Python Basics 1 - Introduction to Computation

Hey everyone 👋🏼

The Pythonic Way is a series that will teach you Python right from a basic understanding of computers to the introduction of sorting algorithms. So let us start the series.

What does a Computer do?

A computer performs calculations and does billions of them per second and store the results in its large storage that has the capacity to hold 1.5M books.

But without a good algorithmic design a computer will be very inefficient in solving problems. Good algorithm design is needed to accomplish a task. Even with the development of modern computers, computers still have their limitations.

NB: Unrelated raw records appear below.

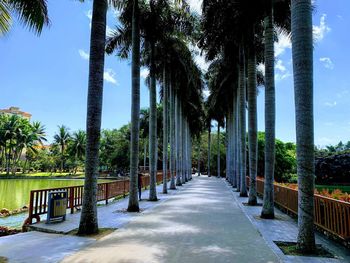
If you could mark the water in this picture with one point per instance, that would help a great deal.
(14, 194)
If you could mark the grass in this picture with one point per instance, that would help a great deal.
(290, 249)
(343, 188)
(46, 174)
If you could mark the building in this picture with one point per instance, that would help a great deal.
(16, 111)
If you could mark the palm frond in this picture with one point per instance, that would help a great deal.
(33, 14)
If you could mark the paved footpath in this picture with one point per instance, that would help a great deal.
(202, 223)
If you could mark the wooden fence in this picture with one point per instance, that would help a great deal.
(38, 202)
(330, 214)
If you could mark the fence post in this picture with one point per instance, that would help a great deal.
(31, 200)
(124, 188)
(71, 199)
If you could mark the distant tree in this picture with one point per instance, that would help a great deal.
(61, 139)
(33, 14)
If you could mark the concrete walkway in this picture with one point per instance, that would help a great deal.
(202, 224)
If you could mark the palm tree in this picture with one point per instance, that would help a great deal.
(302, 51)
(33, 14)
(78, 146)
(277, 14)
(61, 139)
(252, 120)
(165, 132)
(88, 220)
(218, 154)
(133, 205)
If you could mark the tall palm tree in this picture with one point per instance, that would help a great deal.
(61, 139)
(79, 144)
(218, 153)
(252, 120)
(209, 146)
(133, 205)
(33, 14)
(302, 52)
(165, 132)
(88, 220)
(276, 15)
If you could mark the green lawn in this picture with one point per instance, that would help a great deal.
(47, 174)
(343, 188)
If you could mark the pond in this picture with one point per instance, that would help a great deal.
(14, 194)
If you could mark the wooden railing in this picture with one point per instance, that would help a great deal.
(38, 202)
(330, 214)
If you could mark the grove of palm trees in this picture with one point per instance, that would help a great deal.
(222, 179)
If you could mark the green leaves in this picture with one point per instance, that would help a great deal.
(33, 14)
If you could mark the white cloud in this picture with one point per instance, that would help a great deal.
(279, 77)
(196, 5)
(83, 54)
(109, 31)
(89, 14)
(324, 141)
(321, 30)
(342, 93)
(109, 76)
(261, 67)
(283, 43)
(144, 73)
(327, 62)
(206, 93)
(329, 123)
(279, 65)
(340, 17)
(330, 104)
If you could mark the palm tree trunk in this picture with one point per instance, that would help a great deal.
(252, 126)
(177, 141)
(232, 138)
(88, 220)
(227, 137)
(165, 133)
(153, 129)
(199, 158)
(302, 51)
(270, 116)
(238, 135)
(133, 205)
(209, 150)
(144, 154)
(242, 126)
(172, 138)
(183, 147)
(218, 155)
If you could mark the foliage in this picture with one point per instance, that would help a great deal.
(324, 191)
(33, 14)
(330, 150)
(17, 137)
(285, 165)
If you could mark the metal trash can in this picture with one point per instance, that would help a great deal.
(57, 206)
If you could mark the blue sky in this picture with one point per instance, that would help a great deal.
(47, 75)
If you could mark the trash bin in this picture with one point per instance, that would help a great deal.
(57, 206)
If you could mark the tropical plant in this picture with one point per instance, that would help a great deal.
(88, 220)
(302, 52)
(33, 14)
(61, 139)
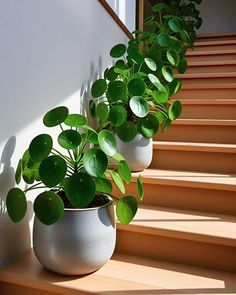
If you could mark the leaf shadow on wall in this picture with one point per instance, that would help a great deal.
(15, 238)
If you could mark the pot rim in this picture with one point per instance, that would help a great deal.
(93, 208)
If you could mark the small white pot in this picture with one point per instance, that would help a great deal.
(137, 152)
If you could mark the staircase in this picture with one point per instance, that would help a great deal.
(183, 239)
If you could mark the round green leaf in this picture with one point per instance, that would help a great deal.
(118, 181)
(48, 207)
(172, 57)
(160, 96)
(136, 86)
(69, 139)
(174, 25)
(182, 66)
(126, 209)
(175, 110)
(95, 162)
(139, 106)
(102, 112)
(80, 189)
(107, 142)
(40, 147)
(150, 63)
(16, 204)
(52, 170)
(124, 171)
(118, 50)
(148, 126)
(167, 73)
(103, 185)
(75, 120)
(55, 116)
(117, 115)
(163, 39)
(127, 131)
(117, 90)
(98, 88)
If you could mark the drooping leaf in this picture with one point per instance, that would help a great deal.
(118, 181)
(16, 204)
(99, 87)
(49, 207)
(95, 162)
(69, 139)
(40, 147)
(102, 112)
(118, 50)
(117, 90)
(52, 170)
(117, 115)
(80, 189)
(126, 209)
(167, 73)
(175, 110)
(139, 106)
(103, 185)
(107, 142)
(124, 171)
(127, 131)
(148, 126)
(150, 63)
(76, 120)
(136, 87)
(55, 116)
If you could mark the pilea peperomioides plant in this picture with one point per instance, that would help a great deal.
(75, 179)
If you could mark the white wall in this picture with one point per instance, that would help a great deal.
(219, 16)
(50, 52)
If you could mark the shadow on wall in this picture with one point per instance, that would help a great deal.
(11, 234)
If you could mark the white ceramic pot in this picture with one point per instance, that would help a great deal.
(80, 243)
(137, 152)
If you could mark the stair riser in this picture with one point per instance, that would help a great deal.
(211, 69)
(214, 57)
(209, 111)
(199, 133)
(189, 198)
(177, 250)
(206, 94)
(219, 162)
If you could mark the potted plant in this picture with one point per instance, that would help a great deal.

For example, some problems are still too complex to compute:

  • Accurate weather prediction

Some problems are fundamentally impossible to compute

◦ Predicting whether a piece of code will always halt with an answer for any input

What is an Algorithm?

A question arises if we want a computer to computer something what knowledge computer is gonna use to perform that computation?

All knowledge can be thought of as declarative or imperative.

Declarative knowledge refers to statements of fact. For instance,

  • There are cookies in the jar. 🍪

Imperative knowledge is more like a recipe for how to find or figure out a fact. It’s a sequence of how to steps to get things done.

  • Go to the kitchen.

  • Stand next to the counter.

  • Open up the shelf.

  • Look inside the jar.

Computers often work with imperative knowledge to help us solve problems.

One such numerical example of a recipe would be to find square roots by method of Heron of Alexandria

Heron of Alexandria was the first to document a way to compute the square root of a number. His method for finding the square root of a number, call it x, can be summarised as :

  1. Start with a guess g

  2. If g*g is close enough to x, stop and say that g is the answer

  3. Otherwise create a new guess by averaging g and x/g i.e, (g + x/g)/2

  4. Using a new guess, which we again call g, repeat the process until g*g is close enough to x

Consider, for example, finding the square root of 25

  1. Set g to some arbitrary value, e.g 3

  2. We decide that 3*3 = 9 is not close enough to 25

  3. Set g to (3 + 25/3)/2 = 5.67

  4. We decide 5.67*5.67 = 32.15 is still not close enough to 25

  5. We set g to (5.67 + 25/5.67)/2 = 5.04

  6. We decide that 5.04 * 5.04 = 25.4 is close enough so we can declare 5.04 to be an adequate approximation to the square root of 25.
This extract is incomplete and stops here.